You likely have bushings, but it might have ball bearings. You want to be careful because the hub will eventually start cutting into your spindles, and then it becomes a bit more involved repair.


----------



## John3me (Sep 16, 2018)

Hoodoo Valley said:


> Welcome to the forum John. Bearings would be my guess, if there was a question there.

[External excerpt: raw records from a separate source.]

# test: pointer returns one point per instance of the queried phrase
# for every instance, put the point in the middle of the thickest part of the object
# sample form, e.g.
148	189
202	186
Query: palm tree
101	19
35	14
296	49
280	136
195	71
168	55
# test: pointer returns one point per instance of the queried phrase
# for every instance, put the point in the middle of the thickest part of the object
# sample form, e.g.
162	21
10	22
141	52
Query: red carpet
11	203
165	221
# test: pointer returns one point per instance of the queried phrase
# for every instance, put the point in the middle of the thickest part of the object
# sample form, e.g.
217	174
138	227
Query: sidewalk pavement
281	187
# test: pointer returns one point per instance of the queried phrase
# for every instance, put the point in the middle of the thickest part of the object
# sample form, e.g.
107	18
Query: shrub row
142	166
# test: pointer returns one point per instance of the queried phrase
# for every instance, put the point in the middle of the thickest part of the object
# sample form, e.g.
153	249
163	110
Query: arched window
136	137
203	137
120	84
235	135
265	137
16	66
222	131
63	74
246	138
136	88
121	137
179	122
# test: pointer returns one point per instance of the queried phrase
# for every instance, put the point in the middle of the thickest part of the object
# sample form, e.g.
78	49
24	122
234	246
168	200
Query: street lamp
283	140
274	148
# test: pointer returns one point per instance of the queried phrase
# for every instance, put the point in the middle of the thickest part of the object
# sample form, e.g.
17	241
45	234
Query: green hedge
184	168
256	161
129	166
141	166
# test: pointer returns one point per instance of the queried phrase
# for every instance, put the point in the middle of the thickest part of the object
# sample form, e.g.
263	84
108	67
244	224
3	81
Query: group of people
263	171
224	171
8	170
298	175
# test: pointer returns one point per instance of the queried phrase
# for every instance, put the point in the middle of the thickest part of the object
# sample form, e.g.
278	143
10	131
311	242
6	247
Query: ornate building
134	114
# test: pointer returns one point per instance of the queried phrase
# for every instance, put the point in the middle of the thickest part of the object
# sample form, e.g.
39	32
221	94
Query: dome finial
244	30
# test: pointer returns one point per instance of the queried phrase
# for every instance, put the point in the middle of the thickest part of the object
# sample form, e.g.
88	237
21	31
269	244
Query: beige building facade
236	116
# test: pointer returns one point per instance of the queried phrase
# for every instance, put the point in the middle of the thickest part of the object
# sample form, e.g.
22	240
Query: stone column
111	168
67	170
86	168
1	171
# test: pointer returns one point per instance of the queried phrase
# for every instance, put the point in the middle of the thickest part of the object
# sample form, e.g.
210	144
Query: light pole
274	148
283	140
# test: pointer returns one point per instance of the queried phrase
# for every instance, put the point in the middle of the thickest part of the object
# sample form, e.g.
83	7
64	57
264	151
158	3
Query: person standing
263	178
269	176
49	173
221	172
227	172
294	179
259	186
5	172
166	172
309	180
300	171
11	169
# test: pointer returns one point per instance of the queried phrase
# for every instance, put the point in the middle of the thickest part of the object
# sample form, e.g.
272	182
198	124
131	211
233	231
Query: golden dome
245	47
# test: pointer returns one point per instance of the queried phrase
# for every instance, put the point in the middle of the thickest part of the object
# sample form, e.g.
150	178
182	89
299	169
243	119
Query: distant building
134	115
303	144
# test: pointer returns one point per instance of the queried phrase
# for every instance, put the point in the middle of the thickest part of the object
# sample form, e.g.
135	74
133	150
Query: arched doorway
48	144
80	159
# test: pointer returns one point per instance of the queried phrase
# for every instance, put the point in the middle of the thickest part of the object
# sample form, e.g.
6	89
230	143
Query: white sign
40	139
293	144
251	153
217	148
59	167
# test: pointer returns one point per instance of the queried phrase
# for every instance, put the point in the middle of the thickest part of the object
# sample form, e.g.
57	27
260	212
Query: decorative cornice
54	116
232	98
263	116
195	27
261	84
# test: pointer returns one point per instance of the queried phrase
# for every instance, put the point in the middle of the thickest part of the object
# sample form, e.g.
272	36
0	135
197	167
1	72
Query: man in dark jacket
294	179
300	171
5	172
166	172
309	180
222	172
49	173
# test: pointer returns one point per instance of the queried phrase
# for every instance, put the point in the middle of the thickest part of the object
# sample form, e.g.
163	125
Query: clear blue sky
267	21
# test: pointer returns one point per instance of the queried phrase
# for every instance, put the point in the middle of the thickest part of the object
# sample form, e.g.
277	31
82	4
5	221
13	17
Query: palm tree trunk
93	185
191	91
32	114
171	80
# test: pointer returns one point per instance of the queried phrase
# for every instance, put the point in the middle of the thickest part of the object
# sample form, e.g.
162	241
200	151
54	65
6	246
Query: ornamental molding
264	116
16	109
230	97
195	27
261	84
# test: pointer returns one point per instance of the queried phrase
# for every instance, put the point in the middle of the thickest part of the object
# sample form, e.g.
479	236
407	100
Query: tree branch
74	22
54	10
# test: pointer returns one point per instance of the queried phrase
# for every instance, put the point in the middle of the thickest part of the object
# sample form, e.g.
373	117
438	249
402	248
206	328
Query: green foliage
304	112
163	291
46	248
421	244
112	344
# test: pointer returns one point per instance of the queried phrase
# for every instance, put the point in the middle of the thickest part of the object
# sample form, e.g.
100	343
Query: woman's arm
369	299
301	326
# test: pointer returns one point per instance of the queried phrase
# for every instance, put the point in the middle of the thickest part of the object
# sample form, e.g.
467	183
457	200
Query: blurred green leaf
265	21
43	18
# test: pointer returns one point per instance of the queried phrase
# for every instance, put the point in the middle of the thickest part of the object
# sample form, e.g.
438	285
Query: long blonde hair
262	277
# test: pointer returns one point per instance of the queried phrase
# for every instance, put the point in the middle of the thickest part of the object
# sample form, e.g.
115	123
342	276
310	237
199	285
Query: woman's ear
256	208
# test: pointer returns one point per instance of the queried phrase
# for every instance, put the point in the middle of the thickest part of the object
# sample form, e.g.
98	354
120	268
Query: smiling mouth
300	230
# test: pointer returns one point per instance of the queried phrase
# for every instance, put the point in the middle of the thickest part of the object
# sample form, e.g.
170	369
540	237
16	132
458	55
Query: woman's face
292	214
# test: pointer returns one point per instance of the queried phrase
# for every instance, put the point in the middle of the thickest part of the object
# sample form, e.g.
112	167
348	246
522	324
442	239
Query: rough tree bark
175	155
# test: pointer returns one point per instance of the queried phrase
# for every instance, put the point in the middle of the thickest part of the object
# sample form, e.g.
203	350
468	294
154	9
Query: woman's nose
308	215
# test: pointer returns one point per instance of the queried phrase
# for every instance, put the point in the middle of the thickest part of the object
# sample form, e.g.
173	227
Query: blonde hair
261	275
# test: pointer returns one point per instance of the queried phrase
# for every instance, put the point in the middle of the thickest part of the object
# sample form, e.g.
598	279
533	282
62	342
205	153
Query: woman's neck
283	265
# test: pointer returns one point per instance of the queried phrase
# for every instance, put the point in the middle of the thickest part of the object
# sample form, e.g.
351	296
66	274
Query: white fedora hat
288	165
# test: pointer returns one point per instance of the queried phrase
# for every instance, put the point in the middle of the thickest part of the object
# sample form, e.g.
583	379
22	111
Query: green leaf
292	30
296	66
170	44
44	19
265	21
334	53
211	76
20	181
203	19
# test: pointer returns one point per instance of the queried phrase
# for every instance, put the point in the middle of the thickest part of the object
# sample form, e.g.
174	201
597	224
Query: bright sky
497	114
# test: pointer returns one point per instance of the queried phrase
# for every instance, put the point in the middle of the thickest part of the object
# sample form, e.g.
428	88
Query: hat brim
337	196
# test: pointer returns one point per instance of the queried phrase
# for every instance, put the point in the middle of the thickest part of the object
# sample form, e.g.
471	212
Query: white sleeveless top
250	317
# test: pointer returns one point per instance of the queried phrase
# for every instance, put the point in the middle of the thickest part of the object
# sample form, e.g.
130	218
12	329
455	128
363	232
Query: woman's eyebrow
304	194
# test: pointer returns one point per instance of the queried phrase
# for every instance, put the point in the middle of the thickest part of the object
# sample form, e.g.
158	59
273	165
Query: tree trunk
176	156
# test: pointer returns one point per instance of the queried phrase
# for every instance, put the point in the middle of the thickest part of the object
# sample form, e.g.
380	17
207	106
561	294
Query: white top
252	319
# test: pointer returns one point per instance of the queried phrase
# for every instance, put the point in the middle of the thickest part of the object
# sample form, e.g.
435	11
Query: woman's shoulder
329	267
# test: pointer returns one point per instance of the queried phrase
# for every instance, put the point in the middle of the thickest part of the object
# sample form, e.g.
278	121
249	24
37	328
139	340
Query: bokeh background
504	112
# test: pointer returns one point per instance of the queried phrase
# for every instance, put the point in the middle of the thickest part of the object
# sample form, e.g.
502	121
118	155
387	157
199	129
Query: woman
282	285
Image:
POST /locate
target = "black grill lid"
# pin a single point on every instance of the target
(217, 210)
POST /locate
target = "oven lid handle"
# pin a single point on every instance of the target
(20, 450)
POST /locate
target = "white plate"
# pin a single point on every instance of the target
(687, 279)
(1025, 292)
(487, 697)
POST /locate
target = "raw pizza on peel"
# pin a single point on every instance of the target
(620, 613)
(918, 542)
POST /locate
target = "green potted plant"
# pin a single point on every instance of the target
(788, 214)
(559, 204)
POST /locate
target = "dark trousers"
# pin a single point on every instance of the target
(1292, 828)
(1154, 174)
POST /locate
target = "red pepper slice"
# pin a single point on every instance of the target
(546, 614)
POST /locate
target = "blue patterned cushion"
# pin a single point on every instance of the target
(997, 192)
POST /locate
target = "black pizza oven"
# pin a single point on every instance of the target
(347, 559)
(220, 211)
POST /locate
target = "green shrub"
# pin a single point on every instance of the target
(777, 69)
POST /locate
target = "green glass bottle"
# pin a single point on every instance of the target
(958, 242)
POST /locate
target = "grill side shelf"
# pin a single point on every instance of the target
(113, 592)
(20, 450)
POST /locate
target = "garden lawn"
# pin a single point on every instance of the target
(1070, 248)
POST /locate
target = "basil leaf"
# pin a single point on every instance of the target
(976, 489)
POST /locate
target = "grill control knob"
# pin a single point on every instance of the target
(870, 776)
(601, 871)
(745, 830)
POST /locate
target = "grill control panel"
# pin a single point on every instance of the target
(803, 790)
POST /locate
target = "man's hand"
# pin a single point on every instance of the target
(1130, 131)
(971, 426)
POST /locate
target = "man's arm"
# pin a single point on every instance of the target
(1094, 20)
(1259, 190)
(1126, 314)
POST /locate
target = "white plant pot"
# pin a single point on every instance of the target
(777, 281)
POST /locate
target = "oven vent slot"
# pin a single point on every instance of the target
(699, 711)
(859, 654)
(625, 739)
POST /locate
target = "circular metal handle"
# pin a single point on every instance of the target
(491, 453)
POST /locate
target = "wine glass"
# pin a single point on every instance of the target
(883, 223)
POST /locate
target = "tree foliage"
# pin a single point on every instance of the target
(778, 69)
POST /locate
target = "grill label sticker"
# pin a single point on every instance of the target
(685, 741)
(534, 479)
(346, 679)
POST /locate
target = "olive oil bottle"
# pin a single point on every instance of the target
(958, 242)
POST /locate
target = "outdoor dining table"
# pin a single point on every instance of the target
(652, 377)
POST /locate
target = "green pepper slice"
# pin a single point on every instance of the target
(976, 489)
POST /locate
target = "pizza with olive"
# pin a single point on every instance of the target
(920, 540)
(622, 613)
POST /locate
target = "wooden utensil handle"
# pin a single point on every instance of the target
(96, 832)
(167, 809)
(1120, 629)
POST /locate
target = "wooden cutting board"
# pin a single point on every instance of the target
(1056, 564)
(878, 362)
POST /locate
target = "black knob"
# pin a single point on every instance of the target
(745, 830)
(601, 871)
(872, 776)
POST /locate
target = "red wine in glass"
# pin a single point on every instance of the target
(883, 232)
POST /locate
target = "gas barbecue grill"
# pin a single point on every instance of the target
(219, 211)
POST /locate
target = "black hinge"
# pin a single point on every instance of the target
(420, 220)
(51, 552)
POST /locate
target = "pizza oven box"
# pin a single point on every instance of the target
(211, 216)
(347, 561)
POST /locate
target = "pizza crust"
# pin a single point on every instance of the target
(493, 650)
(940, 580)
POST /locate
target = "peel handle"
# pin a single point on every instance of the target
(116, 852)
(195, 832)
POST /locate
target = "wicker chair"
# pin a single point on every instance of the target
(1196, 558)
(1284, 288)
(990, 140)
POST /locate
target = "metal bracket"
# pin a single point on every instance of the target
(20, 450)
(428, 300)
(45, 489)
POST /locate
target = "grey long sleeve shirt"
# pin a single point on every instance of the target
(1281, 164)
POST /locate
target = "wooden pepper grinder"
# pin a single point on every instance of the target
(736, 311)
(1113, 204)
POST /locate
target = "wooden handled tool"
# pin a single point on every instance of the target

Yeah, forgot a last sentence or two. I'm going to try greasing the axles when it is cooled down.


----------



## Hoodoo Valley (Nov 14, 2006)

I'd actually clean and inspect things closely because if you have that magnitude of heat, it's likely damaged the bushings / races etc etc. While I'm at it, I myself, take in to account at the beginning of the season, everything that needs lubrication, and address it before I start mowing my first time of the season. I'd get you a service and or operation manual if you don't already have one, and those publications will point out the service areas you need to pay attention to. Good luck!


----------



## RC Wells (Dec 26, 2008)

They have flange bearings that are "wimpy." They require grease frequently or they will fail in just a season of use, or immediately upon getting wet, the races made from pressed mild steel. The bearings, two on each wheel, are around $5 each from the MTD mower parts supply folks, a bit more from a bearing house that sells real quality replacements (need to take your old bearings in to obtain new ones, bearing houses sell based on dimensions not equipment model).


----------